# Anyone hunting Pheasant at Dillion?



## lv2fish (Jun 23, 2005)

Curious if anyone was having some luck on the release birds at Dillon State park. I was thinking about taking my dog over there on Sunday but also debating Delaware SP instead. If anyone has had some success I would appreciate hearing about it.


----------



## Boom Boom (May 31, 2005)

Had good results at Dillon and Delaware, the last time at Dillon was November 17th and got 2. My buddy took his nephew out for the youth season and they did great every time they went. You definately need the dog because there are areas that are real thick!


----------



## littleking (Jun 25, 2005)

boom boom is right, really really thick! delaware was hit haaaaaaaard at thanksgiving... were heading down to some crp land near deer creek this weekend.

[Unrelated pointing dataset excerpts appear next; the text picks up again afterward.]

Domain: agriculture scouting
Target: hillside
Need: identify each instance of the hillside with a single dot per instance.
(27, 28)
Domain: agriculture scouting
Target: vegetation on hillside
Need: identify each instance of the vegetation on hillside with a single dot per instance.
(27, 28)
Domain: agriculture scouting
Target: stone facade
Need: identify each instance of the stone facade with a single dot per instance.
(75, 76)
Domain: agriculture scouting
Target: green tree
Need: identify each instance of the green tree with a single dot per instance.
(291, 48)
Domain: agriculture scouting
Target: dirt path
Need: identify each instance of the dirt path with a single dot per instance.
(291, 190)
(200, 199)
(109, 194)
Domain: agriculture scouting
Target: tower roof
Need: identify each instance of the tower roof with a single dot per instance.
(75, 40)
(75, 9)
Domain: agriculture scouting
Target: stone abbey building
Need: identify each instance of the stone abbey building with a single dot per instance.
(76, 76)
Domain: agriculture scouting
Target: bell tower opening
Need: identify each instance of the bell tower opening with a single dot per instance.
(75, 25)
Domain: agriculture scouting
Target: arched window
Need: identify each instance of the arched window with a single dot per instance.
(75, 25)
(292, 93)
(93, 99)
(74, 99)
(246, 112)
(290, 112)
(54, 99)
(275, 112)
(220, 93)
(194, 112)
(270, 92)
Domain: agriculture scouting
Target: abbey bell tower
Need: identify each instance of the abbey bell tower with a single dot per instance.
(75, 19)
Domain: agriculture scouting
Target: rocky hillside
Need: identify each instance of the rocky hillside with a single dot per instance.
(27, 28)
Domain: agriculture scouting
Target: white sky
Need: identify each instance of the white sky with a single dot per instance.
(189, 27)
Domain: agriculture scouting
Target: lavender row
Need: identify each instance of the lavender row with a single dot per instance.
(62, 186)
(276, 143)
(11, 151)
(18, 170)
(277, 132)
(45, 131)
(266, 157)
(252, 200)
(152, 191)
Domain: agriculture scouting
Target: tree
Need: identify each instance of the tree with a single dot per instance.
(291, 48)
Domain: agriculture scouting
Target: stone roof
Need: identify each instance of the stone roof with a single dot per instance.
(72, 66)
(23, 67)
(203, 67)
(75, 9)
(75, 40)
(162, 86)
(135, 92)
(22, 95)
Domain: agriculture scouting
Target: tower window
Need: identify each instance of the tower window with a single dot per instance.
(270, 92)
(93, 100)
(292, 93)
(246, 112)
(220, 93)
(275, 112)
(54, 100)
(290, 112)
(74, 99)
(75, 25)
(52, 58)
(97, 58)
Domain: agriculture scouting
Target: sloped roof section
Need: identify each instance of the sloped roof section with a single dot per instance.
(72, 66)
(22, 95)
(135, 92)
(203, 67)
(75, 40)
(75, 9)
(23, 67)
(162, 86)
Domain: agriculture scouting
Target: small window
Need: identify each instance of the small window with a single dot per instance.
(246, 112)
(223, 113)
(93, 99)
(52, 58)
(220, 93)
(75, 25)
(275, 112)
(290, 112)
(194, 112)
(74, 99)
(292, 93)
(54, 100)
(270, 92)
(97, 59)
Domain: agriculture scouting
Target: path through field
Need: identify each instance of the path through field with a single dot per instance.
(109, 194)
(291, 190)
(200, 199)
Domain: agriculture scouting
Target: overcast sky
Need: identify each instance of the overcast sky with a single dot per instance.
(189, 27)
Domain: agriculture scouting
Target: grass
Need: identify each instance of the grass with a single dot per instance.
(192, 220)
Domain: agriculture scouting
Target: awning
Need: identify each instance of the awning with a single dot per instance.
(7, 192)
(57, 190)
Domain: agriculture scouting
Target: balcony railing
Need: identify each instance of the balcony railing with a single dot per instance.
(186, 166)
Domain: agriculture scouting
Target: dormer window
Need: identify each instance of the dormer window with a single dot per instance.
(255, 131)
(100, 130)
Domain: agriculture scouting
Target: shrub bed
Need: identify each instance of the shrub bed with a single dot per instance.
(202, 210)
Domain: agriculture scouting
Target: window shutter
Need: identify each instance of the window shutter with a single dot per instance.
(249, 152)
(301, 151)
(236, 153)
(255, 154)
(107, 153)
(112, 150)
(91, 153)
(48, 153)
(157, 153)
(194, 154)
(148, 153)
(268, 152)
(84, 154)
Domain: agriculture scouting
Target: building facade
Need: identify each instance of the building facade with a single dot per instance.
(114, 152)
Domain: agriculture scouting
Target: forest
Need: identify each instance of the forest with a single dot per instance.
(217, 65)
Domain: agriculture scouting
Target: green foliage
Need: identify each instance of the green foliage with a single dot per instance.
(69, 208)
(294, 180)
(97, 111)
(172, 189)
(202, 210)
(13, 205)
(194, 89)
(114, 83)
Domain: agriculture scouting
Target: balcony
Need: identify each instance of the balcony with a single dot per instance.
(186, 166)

http://www.huntohio.net/index.php?t=msg&th=3481&start=0&


----------



## lv2fish (Jun 23, 2005)

Thanks for the info guys. Will give it a go in a couple weeks.


----------



## chase845 (Nov 2, 2005)

Any luck at Dillon lately? Thinking about trying tomorrow morning


----------



## c. j. stone (Sep 24, 2006)

Showing my ignorance but what is crp land exactly?


----------



## littleking (Jun 25, 2005)

conservation reserve program


----------



## birdhunt (Apr 12, 2004)

that is land that the govn. pays the farmer so much per acre to leave idle....................


----------